Handling 'Unexpected Interrupt 0D' Errors Under NT?

← Back to Stories (view on slashdot.org)

Handling 'Unexpected Interrupt 0D' Errors Under NT?

Posted by Cliff on Saturday August 24, 2002 @03:08PM from the low-level-serial-programming dept.

Jersiais asks: "I am trying to get some command line stuff running on NT4 server with Take Control installed on an old 200MH Pentium II (Before anybody throws up, it's the test-it-&-wreck-it machine, not the real thing so there's no actual LAN there). Even on the real thing the compiler under command line has a tendency to blow up at random with 'Unexpected Interrupt 0D'. This only happens on the Pentium II, on the real (Workstation) thing it doesn't. I've found 3 different descriptions of Int 0D, none of which make any sense. Anybody any ideas how to get around it, or get rid of it? The compiler is 32-bit to interpreted intermediate and I have a RP calculator running as a test on the work system already, despite its use of soft interrupt IO."

22 of 59 comments (clear)

Min score:

Reason:

Sort:

Finally.. by Noodlenose · 2002-08-24 15:29 · Score: 5, Funny

It had to happen one day:
This is officially the first /. post I don't understand.
At all.
Damn..
First things first by ObviousGuy · 2002-08-24 15:55 · Score: 5, Insightful

What compiler?

What is crashing? The compiler? The command prompt?

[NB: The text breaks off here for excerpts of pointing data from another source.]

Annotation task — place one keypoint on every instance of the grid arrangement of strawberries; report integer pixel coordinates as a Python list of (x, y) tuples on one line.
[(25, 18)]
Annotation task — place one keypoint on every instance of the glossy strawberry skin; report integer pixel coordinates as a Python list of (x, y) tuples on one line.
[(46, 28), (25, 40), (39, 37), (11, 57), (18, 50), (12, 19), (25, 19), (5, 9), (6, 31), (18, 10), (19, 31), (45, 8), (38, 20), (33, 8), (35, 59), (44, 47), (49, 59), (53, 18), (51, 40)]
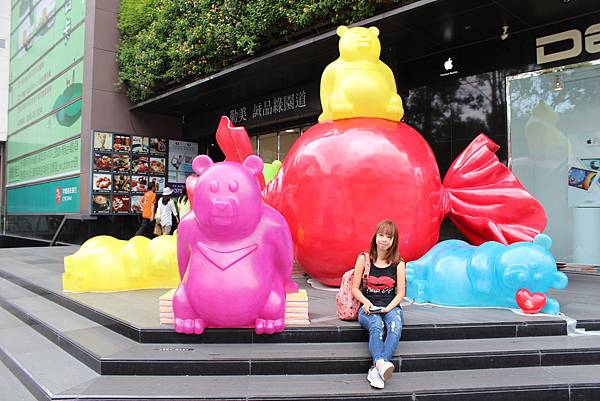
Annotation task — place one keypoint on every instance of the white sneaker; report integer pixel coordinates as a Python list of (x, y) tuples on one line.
[(374, 378), (386, 370)]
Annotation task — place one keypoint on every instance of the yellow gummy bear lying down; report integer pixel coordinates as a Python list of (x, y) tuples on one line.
[(105, 264)]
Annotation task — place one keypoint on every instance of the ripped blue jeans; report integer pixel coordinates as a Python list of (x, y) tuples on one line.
[(379, 347)]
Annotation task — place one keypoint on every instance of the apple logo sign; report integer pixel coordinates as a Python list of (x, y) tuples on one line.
[(448, 64)]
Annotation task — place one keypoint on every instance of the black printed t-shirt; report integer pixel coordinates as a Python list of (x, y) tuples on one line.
[(381, 284)]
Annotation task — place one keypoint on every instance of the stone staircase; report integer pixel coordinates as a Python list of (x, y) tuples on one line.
[(55, 348)]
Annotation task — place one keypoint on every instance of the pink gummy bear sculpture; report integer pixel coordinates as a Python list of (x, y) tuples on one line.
[(235, 253)]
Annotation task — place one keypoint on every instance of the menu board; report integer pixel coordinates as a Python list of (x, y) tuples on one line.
[(181, 155), (122, 168)]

What are you doing when it crashes?

Does this happen with other compilers? Other programs?

--
I have been pwned because my /. password was too easy to guess.
Ralph Brown's interrupt list.. by Jon-o · 2002-08-24 15:57 · Score: 5, Informative

I know next to nothing on the subject, but when I was tinkering about back in the good ole' DOS days, I came across this list of interrupts: http://www.delorie.com/djgpp/doc/rbinter/

I expect most people have seen it. It lists the following fod 0d:

0D INT 0D C - IRQ5 - FIXED DISK (PC,XT), LPT2 (AT), reserved (PS/2)
0D INT 0D C - IRQ5 - Tandy 1000 60 Hz RAM REFRESH
0D INT 0D - HP 95LX - INFRARED INTERRUPT
0D INT 0D C - CPU-generated (80286+) - GENERAL PROTECTION VIOLATION
1. Re:Ralph Brown's interrupt list.. by zenyu · 2002-08-24 18:55 · Score: 2
  
  Compilers use a lot of memory. I bet the real difference between the two computers is RAM, a bug that never shows up on a 1 Gig machine will call for attention on a 64 MB machine.
2. Re:Ralph Brown's interrupt list.. by keesh · 2002-08-24 23:27 · Score: 2, Troll
  
  I know next to nothing on the subject
  So you're in a perfect situation to post about it on slashdot then.
Possibly a hardware problem, or bad software by Anonymous Coward · 2002-08-24 16:26 · Score: 3, Informative

Int 0Dh is General Protection Fault, issued by the processor when illegal instructions or memory accesses are encountered. It's likely your compiler is catching GPF's instead of letting them pass on to Windows where you would get the generic "This program has crashed...blah blah" message. The interrupt could be caused by bad software or bad hardware. Gcc randomly crashes with the same interrupt on bad hardware, normally bad memory or processor cache.
Crappy hardware by cperciva · 2002-08-24 16:35 · Score: 4, Insightful

Let's see... you have unexpected protection faults, you're running on antique hardware, and when you try the same code on a different machine, it works fine.

That sounds exactly like the symptoms of hardware which has exceeded its MTBF.

--
Tarsnap: Online backups for the truly paranoid
Re:http://www.google.com/search?hl=en&lr=& by flonker · 2002-08-24 16:43 · Score: 2

Parent is right.
http://www.google.com/search?hl=en&lr=&ie=UTF-8&oe =utf-8&q=%22Unexpected+Interrupt+0D%22&btnG=Google +Search

It's right there. Again, this doesn't belong in Ask Slashdot. It belongs on usenet, in one of the asm groups. Alternately, just use google, it's right there. Blargh. Why don't people do basic research before posting an ask slashdot?
Unsupported Software by eviljolly · 2002-08-24 16:46 · Score: 2, Funny

I'm sorry sir, but Slashdot does not support that software, please call your OEM for further help.
What the hell... by buzzbomb · 2002-08-24 16:58 · Score: 2

You have a "200MHz Pentium II" and are getting unexplained errors. Perhaps I missed something, but the first Pentium II was 233MHz.

Maybe the problem is that you don't know what you're doing.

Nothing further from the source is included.